The alpha hydroxy peel is an efficient treatment for patients like Ms. Kim who have acne, mild acne scars and enlarged pores, according to Dr. Kim. "Such conditions do not warrant deep peeling and can be sufficiently addressed with the light peel that will give almost instant results," he said. However, because it affects only the superficial lining, a series of peels, usually 5 to 10, over one-week intervals, may be necessary to obtain best results.

Ms. Kim, undergoing her third procedure primarily to eliminate acne, feels a definite improvement. Although her friends have yet to notice any difference, she says, "There is definitely less oil on my skin." Suffering from acne since grade school, she has tried skincare at beauty salons, which proved to be futile. "Once, I paid 2 million won ($1560) for 10 acne-care sessions at a beauty salon, but saw no change," she says.

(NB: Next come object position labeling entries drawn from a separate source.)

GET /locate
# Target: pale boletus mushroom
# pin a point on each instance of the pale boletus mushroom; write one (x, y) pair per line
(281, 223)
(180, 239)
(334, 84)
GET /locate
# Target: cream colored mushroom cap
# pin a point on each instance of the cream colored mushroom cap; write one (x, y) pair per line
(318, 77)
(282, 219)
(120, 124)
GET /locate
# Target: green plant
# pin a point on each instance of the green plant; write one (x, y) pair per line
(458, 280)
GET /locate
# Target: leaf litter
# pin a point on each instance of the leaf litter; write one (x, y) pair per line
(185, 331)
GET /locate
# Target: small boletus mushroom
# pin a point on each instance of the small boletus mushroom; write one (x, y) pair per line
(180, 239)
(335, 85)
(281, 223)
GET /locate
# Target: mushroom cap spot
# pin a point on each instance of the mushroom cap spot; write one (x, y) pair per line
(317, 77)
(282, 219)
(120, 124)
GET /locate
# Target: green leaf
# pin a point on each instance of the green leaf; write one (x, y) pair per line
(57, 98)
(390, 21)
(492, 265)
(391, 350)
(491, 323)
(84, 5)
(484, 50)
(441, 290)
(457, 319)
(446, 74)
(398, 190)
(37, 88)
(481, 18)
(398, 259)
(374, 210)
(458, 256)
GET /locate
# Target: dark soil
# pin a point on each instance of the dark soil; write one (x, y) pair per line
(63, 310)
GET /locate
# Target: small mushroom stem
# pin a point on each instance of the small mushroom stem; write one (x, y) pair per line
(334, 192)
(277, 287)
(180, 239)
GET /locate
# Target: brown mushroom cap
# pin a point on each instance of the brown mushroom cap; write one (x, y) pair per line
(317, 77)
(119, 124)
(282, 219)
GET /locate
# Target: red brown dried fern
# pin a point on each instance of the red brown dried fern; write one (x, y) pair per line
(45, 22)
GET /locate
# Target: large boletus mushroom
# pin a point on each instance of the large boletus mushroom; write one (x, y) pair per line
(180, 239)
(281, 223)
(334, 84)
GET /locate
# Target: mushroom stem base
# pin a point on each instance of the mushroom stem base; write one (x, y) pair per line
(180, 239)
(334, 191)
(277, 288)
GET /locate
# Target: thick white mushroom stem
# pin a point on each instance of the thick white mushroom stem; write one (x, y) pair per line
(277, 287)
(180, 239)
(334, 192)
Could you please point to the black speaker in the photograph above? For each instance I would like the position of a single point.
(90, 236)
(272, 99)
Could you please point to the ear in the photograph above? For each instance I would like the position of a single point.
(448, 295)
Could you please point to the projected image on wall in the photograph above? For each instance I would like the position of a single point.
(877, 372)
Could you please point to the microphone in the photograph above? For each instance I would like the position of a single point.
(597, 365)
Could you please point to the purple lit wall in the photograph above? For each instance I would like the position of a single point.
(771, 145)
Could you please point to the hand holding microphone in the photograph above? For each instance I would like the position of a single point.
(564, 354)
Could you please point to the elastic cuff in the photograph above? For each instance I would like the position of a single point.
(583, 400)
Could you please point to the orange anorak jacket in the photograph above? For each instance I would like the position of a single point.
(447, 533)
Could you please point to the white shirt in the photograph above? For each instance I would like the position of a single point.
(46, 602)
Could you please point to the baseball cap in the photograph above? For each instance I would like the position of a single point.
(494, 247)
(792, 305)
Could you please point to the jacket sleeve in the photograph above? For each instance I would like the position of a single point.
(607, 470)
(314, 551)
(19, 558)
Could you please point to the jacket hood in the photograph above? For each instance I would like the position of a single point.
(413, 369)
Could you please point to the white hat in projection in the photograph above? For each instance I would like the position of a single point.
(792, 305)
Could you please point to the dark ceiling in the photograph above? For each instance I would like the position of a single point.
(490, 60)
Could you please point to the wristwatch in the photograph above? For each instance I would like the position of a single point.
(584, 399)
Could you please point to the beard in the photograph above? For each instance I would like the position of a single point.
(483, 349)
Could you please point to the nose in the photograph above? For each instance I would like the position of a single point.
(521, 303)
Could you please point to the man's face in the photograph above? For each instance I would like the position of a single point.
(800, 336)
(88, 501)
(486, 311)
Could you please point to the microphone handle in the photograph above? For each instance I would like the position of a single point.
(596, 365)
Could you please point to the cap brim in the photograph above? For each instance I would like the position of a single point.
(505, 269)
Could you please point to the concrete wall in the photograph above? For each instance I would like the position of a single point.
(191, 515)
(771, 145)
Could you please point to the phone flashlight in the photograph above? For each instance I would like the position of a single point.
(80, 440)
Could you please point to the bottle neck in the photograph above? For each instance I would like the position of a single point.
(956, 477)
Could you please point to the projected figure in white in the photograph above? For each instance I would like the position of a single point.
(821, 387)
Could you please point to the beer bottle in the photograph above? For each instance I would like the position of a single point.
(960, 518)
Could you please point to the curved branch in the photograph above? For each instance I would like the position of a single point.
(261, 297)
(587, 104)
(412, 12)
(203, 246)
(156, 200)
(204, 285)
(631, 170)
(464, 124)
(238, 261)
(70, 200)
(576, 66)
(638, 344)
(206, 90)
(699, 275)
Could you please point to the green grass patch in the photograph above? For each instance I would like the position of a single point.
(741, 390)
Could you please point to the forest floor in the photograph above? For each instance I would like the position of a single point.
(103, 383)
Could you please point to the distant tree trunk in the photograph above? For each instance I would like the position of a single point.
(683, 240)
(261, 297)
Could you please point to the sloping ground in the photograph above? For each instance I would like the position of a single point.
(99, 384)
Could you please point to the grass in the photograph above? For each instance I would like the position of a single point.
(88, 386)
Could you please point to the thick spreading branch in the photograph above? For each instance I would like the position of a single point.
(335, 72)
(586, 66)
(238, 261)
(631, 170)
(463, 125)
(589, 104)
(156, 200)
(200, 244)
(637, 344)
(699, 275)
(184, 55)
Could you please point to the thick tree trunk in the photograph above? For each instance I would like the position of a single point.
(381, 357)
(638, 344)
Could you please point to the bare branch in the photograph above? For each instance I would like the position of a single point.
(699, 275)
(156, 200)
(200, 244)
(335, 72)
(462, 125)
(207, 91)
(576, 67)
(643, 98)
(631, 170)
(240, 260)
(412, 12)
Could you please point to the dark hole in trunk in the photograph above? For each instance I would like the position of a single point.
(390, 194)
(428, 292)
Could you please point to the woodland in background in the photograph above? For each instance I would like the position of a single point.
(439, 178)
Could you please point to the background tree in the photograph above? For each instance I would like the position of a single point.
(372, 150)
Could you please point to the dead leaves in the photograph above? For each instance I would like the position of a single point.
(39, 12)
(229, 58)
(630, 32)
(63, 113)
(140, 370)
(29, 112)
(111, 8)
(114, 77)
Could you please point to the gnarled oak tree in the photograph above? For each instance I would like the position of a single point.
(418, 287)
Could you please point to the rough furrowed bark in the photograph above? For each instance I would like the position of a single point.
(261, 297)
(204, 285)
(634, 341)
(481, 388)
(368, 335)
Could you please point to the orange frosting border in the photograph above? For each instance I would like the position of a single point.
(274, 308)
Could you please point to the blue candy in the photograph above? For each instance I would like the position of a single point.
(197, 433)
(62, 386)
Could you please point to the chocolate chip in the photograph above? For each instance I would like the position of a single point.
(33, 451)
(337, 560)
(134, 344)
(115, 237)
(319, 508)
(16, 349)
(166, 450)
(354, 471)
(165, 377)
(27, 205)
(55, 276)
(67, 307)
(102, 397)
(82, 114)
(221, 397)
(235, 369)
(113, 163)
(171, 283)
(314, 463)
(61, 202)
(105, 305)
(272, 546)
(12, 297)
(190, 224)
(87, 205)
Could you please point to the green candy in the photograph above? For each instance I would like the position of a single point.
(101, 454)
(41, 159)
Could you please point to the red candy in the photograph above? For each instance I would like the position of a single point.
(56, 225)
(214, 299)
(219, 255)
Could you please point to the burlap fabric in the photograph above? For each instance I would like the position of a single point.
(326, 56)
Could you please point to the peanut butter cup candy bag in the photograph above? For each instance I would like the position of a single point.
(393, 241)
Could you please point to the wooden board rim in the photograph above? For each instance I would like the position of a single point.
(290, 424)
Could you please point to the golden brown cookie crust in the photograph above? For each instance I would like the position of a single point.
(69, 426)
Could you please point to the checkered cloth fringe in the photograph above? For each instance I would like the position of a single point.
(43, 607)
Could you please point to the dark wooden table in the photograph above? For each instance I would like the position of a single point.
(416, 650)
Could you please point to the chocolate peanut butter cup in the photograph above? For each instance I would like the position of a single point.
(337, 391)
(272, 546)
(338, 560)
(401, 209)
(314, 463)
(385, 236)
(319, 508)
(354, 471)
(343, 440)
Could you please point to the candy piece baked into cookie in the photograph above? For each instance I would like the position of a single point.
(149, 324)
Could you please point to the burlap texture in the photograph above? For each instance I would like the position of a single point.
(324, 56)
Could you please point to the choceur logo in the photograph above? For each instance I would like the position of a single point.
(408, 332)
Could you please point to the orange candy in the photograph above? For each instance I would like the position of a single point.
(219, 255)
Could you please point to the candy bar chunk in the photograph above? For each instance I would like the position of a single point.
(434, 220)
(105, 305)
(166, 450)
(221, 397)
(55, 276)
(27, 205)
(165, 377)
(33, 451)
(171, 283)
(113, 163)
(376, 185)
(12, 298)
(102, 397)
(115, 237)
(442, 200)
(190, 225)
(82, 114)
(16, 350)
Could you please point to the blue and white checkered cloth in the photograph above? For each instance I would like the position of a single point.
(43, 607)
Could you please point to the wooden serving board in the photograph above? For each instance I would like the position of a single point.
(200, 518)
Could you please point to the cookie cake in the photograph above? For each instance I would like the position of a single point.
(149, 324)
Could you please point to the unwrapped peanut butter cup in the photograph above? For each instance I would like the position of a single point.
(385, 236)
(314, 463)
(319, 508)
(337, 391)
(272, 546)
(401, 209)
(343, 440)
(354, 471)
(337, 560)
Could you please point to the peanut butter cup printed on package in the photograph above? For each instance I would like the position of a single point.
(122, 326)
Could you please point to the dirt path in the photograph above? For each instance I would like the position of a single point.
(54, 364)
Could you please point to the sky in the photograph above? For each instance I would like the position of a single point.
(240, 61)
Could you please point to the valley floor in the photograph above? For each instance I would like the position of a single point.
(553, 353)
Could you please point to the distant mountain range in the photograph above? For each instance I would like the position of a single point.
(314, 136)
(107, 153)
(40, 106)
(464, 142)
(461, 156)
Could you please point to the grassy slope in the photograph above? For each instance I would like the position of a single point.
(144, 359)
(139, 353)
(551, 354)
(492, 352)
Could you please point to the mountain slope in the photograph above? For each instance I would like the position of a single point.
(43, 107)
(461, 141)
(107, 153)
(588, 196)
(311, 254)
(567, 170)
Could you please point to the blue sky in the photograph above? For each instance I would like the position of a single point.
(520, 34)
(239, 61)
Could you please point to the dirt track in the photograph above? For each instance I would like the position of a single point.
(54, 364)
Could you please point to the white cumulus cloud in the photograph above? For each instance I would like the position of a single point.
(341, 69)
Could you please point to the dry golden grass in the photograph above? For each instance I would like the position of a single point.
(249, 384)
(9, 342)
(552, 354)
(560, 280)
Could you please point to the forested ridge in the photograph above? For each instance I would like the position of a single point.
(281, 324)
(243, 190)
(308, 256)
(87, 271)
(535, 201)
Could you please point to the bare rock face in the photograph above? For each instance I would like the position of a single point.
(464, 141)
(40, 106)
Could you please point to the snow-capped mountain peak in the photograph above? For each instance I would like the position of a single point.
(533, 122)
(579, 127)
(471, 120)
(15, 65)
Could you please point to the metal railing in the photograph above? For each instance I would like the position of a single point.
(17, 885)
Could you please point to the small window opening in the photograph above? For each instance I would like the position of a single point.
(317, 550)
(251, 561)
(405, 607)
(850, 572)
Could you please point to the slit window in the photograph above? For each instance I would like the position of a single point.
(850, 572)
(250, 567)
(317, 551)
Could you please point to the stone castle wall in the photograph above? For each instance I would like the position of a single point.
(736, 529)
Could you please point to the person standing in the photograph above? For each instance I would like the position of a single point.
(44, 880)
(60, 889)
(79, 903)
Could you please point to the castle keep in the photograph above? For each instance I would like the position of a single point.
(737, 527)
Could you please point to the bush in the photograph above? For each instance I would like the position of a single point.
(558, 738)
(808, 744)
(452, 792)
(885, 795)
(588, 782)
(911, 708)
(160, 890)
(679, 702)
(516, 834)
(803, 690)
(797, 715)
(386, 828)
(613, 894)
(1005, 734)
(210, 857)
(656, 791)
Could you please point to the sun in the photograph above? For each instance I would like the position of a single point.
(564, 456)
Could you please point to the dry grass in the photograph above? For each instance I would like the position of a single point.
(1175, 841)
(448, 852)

Best of all, defying the notion of "no pain, no gain," the procedure is virtually pain-free. "There is a slight smarting sensation for a few minutes when the acid solution is applied, but there is no pain afterward," Ms. Kim explains. At 100,000 won per peel, she finds the cost reasonable and the results satisfactory, better than her previous attempts at beauty salons.

Another form of instant gratification to be indulged in at the dermatologist's office is the crystal peel, a form of micro-dermabrasion. The non-surgical procedure uses a precisely controlled jet of aluminum oxide micro-crystals, a sterile fine stand. A handheld wand with adjustable air and vacuum control is passed over the treatment area creating superficial wounds from 10 microns to 100 microns in depth (a sheet of paper is 80 microns thick). The result is the removal of the top layer of skin, stimulating the growth of new skin for improved skin tone and texture.

"For enlarged pores, this is more effective than light peels," Dr. Kim says, adding that the changes are also more dramatic even after just one session, although several sessions, spaced one week apart, are necessary for optimal results. The slight discomfort during the procedure is easy to tolerate and does not require topical anesthesia. Because this procedure allows the patient to wash his or her face and wear makeup immediately afterward, female workers in their 30s and 40s often opt for a crystal peel to smooth away fine lines and brown spots that begin to show around that age. "As with the light peel, the treatment is effective for six to eight months and most patients return after six months," says Dr. Kim. Each session costs around 200,000 to 250,000 won at dermatologist's clinic.

For those willing to lay it all on the line for beauty, poison is another fashion choice.

Botox (short for Botulinum toxin Type A, a purified toxin) can be injected in the face to temporarily "erase" wrinkles. This toxin works by paralyzing muscles. In large doses, usually from eating contaminated canned foods, it causes botulism. Used in purified form, in tiny amounts, and in specific muscles, Botox injections temporarily paralyze specific muscles. "Botox relaxes the muscles in which it is injected," Mr. Kim explains, "thus making lines on the face, in the forehead or mouth, and crow's feet become less deep."

While these quick fixes appear convenient, there are some potential complications. Chemical peels can cause contact dermatitis. And as for Botox, a misplaced injection can cause the wrong muscle to freeze up or freeze up too much, causing unsightly sagging in the face. Fortunately, this problem is only temporary.

Hmmm. Sounds like a beauty fad and a medieval torture.